I've been trying to filter my Python data with Pandas & Numpy. There seems to be a difference between the 'where' clause in Pandas (pd) vs. Numpy (np). Both np and pd dataframes have the 'where' clause. The np 'where' makes sense, but the pd 'where' doesn't (to me).
#[In]#
np.random.seed(1000) ; rv = DataFrame(np.random.randn(1000,2))
rv[:10]
#[Out]#
# 0 1
# 0 -0.804458 0.320932
# 1 -0.025483 0.644324
# 2 -0.300797 0.389475
# 3 -0.107437 -0.479983
# 4 0.595036 -0.464668
But, when try to assign rv2 based off the value of a pd 'where' clause I get:
rv2 = rv.where(rv>=0,1,-1)
type(rv2)
# NoneType
rv[:10]
# 0 1
# 0 1.000000 0.320932
# 1 1.000000 0.644324
# 2 1.000000 0.389475
# 3 1.000000 1.000000
# 4 0.595036 1.000000
So rv2 is NoneType and rv has actually changed values. It's even unclear to me how rv ends up with its new values as they don't conform to where clause, as far as I can see.

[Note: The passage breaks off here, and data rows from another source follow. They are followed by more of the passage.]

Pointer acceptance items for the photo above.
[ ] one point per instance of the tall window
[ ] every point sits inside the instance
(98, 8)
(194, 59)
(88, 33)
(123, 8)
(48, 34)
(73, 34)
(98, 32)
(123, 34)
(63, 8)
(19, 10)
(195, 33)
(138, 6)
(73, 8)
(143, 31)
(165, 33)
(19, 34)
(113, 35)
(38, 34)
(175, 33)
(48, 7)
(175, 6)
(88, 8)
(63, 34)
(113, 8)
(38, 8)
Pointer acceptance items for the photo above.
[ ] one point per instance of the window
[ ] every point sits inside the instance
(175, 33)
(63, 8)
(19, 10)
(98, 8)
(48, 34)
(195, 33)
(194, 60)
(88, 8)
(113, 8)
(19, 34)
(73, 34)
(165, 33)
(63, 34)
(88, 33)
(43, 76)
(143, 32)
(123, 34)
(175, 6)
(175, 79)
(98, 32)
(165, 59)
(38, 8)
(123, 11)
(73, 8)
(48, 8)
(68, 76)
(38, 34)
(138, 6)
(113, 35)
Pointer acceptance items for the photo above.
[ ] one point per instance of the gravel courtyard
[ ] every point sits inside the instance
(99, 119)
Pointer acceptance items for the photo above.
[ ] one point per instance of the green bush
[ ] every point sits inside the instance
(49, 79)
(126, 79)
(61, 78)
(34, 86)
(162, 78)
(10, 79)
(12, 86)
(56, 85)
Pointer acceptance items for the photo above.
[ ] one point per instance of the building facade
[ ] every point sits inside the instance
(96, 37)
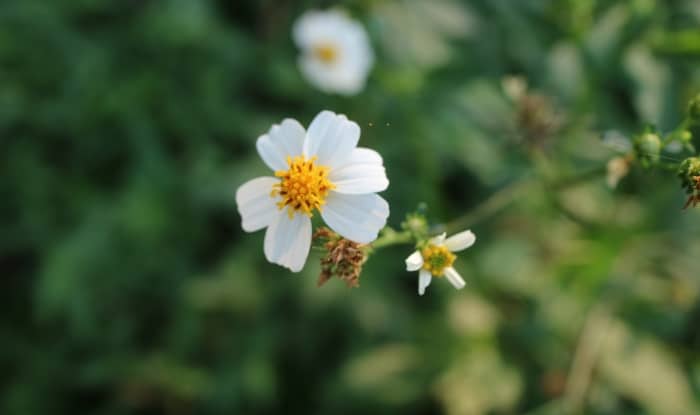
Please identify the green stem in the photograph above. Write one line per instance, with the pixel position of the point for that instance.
(495, 203)
(391, 237)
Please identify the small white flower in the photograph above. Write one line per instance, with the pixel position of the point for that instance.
(320, 169)
(336, 52)
(436, 259)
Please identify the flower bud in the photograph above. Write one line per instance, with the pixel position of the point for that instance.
(647, 146)
(688, 172)
(694, 109)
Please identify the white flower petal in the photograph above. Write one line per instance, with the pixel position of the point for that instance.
(460, 241)
(282, 141)
(339, 78)
(317, 27)
(288, 241)
(356, 217)
(424, 278)
(331, 137)
(454, 278)
(438, 240)
(255, 205)
(414, 262)
(362, 173)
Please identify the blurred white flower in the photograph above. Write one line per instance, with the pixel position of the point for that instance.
(336, 51)
(319, 169)
(436, 259)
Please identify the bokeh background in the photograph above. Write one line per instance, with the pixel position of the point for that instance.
(128, 286)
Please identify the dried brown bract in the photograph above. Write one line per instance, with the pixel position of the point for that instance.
(344, 258)
(694, 198)
(537, 119)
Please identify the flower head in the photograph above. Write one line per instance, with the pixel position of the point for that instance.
(343, 259)
(320, 170)
(435, 259)
(336, 52)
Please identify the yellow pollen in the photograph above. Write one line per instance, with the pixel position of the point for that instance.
(326, 53)
(436, 258)
(303, 187)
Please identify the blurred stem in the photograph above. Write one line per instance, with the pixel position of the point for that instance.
(585, 358)
(495, 203)
(512, 192)
(489, 207)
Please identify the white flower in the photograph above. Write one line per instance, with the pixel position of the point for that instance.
(436, 258)
(336, 52)
(323, 170)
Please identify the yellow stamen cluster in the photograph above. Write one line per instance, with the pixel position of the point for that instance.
(436, 258)
(326, 53)
(303, 187)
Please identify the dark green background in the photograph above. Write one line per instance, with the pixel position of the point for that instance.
(128, 286)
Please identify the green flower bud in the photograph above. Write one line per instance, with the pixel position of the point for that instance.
(694, 109)
(686, 136)
(647, 147)
(688, 172)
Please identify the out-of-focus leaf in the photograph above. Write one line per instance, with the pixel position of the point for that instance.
(479, 383)
(643, 369)
(416, 32)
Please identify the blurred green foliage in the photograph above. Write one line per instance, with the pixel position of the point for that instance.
(129, 287)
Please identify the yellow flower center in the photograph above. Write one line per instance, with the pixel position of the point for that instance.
(303, 187)
(436, 258)
(326, 53)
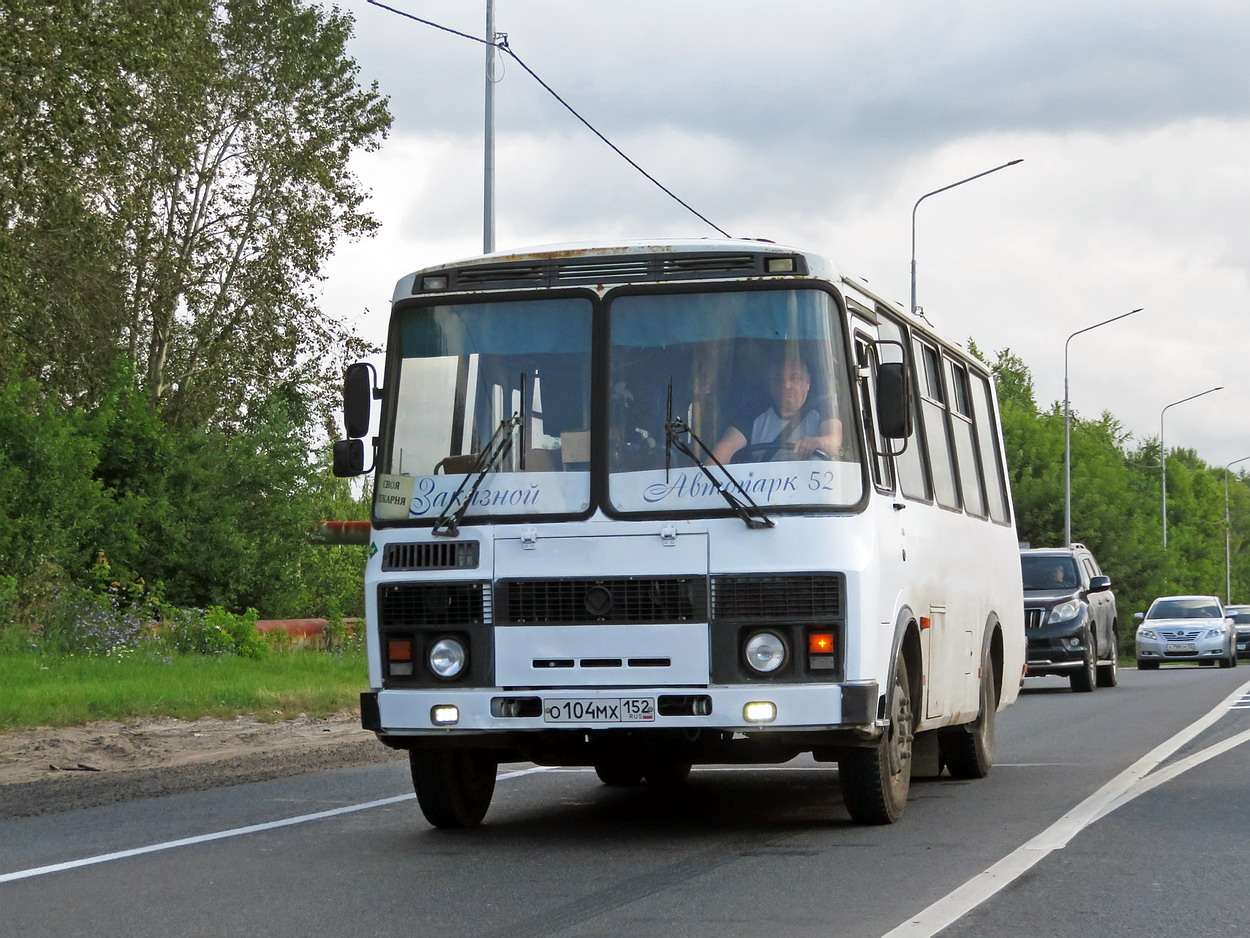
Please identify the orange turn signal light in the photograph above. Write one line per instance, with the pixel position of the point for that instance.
(820, 643)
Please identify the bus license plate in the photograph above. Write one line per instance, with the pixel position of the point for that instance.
(599, 709)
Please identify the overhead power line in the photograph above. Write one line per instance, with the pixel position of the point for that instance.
(501, 44)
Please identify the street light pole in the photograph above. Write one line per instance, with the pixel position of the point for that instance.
(1163, 454)
(1068, 432)
(1228, 539)
(913, 308)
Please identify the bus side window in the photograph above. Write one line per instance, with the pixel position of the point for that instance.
(933, 409)
(990, 448)
(910, 464)
(866, 382)
(965, 440)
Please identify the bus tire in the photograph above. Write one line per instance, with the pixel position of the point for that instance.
(619, 774)
(453, 787)
(666, 774)
(875, 781)
(968, 751)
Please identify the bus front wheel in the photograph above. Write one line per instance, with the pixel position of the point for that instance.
(968, 751)
(454, 787)
(875, 781)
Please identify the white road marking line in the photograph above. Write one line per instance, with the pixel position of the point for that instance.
(224, 834)
(1119, 791)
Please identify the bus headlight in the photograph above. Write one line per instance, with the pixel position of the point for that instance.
(765, 652)
(448, 658)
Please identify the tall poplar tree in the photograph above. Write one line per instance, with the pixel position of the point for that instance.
(173, 176)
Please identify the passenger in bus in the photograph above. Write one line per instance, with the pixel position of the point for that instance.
(791, 428)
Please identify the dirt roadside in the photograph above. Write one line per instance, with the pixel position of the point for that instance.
(53, 769)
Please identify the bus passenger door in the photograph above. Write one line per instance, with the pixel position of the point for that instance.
(886, 505)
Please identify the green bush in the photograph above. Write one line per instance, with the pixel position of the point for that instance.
(213, 632)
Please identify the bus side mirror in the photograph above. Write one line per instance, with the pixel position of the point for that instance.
(349, 458)
(893, 410)
(358, 395)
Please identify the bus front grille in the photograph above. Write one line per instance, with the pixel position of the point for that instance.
(791, 597)
(431, 555)
(438, 604)
(614, 599)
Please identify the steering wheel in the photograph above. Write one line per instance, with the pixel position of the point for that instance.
(764, 453)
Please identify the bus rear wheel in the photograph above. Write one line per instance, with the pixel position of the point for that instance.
(454, 787)
(875, 781)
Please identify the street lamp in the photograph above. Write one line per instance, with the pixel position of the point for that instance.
(1228, 525)
(1163, 453)
(1068, 432)
(914, 220)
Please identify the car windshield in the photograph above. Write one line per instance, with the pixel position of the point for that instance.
(756, 377)
(1185, 609)
(1043, 572)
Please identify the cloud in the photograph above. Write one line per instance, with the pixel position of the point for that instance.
(819, 124)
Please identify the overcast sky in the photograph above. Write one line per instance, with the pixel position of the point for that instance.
(819, 123)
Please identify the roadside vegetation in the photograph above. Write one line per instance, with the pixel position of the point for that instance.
(1116, 500)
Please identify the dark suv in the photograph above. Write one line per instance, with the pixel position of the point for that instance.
(1069, 615)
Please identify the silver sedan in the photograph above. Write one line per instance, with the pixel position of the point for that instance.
(1186, 629)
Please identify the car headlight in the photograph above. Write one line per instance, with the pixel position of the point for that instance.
(448, 657)
(765, 652)
(1064, 612)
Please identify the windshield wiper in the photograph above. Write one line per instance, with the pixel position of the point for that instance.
(500, 444)
(751, 514)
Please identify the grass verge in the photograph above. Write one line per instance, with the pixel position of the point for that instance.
(54, 690)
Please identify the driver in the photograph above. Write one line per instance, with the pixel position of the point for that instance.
(791, 424)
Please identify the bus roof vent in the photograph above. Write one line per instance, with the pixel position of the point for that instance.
(491, 277)
(610, 269)
(678, 265)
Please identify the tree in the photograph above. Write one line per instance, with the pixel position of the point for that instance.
(203, 150)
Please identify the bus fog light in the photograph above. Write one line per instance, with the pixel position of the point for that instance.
(444, 714)
(760, 712)
(765, 652)
(448, 657)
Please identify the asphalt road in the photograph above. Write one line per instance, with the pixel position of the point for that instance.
(1029, 851)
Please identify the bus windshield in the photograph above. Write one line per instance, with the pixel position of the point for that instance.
(506, 377)
(759, 377)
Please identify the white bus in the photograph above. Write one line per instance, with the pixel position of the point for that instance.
(646, 505)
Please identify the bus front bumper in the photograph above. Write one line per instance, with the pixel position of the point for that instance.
(735, 709)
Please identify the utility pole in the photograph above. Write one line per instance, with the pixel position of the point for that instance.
(488, 203)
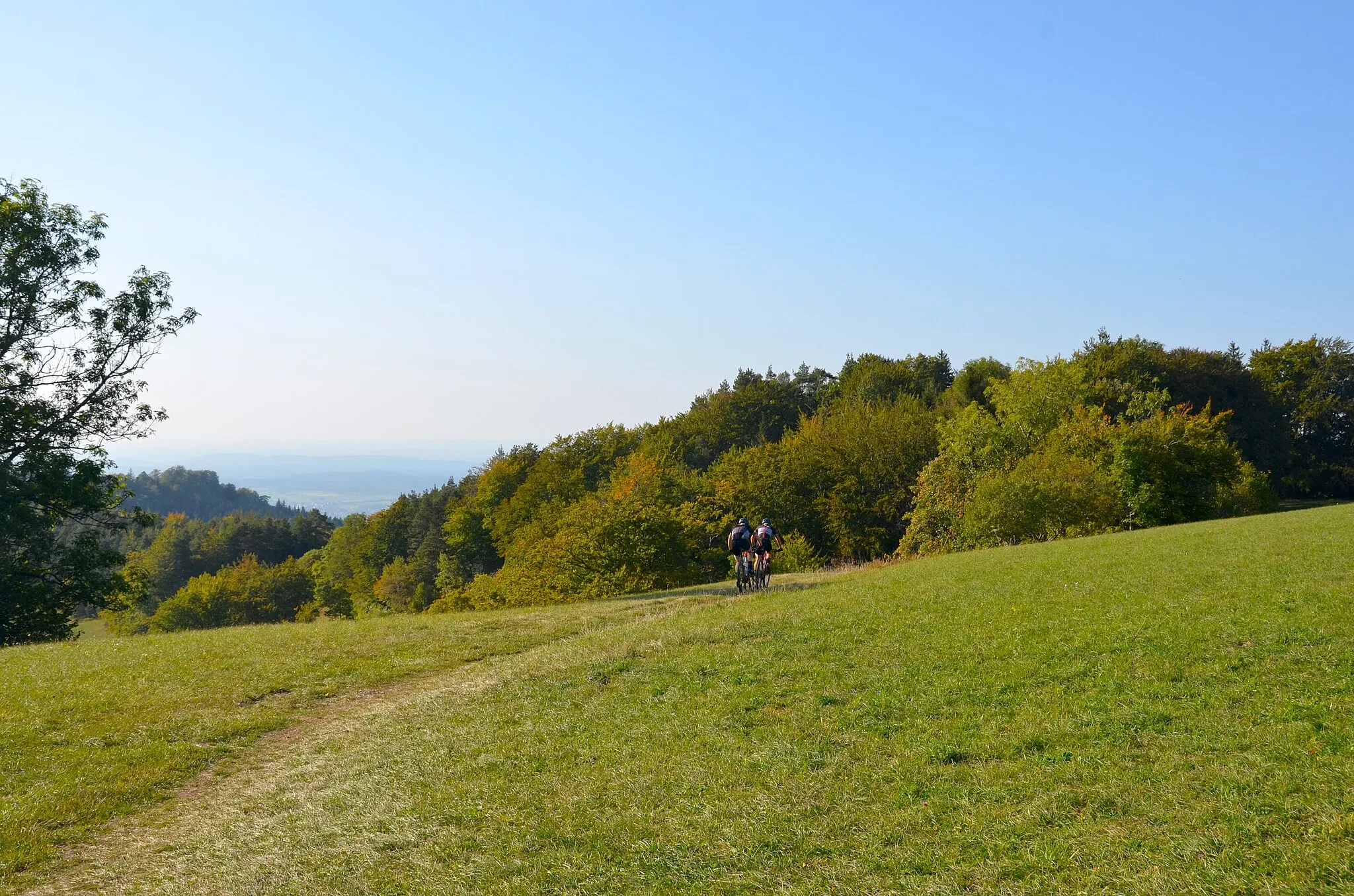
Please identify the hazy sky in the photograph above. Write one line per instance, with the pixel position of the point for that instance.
(502, 221)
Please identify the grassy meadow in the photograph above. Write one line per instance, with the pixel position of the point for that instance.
(1162, 711)
(97, 729)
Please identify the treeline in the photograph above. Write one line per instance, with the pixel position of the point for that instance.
(198, 494)
(260, 564)
(885, 458)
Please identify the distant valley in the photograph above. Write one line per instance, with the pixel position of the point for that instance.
(336, 485)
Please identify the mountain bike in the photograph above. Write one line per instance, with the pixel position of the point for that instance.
(762, 573)
(744, 572)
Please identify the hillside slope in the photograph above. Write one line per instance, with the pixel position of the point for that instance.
(1160, 711)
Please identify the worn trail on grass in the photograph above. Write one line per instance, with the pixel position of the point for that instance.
(251, 794)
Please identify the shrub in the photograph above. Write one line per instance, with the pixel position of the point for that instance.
(247, 592)
(797, 555)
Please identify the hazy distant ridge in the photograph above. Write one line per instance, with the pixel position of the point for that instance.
(198, 494)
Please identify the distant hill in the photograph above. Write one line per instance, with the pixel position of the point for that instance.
(198, 494)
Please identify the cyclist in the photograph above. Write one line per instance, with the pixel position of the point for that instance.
(740, 544)
(764, 538)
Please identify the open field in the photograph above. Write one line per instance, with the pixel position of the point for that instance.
(1161, 711)
(100, 727)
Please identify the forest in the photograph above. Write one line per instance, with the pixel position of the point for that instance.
(198, 494)
(887, 458)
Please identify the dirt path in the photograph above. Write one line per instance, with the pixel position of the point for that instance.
(245, 798)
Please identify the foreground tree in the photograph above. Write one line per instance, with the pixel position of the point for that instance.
(69, 363)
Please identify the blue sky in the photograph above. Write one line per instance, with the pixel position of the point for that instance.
(409, 222)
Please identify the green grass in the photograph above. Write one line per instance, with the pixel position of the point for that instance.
(1161, 711)
(98, 727)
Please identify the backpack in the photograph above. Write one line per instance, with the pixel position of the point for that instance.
(741, 538)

However, if I use the np where clause instead of the dataframe 'where' clause, things work as expected (except I get a np array instead of a dataframe):
#[In]#
np.random.seed(1000) ; rv = DataFrame(np.random.randn(1000,2))
xy = np.where(rv>=0,1,-1)
xy[:5]
#[Out]#
# array([[-1, 1],
# [-1, 1],
# [-1, 1],
# [-1, -1],
# [ 1, -1],
The documentation http://pandas.pydata.org/pandas-docs/stable/generated/pandas.DataFrame.where.html#pandas.DataFrame.where states that the 'where' should return an object, not do an in-place change. However, the rv variable was changed in-place.
Can anyone tell me what is the difference between the two and how I am supposed to use the pd dataframe 'where'?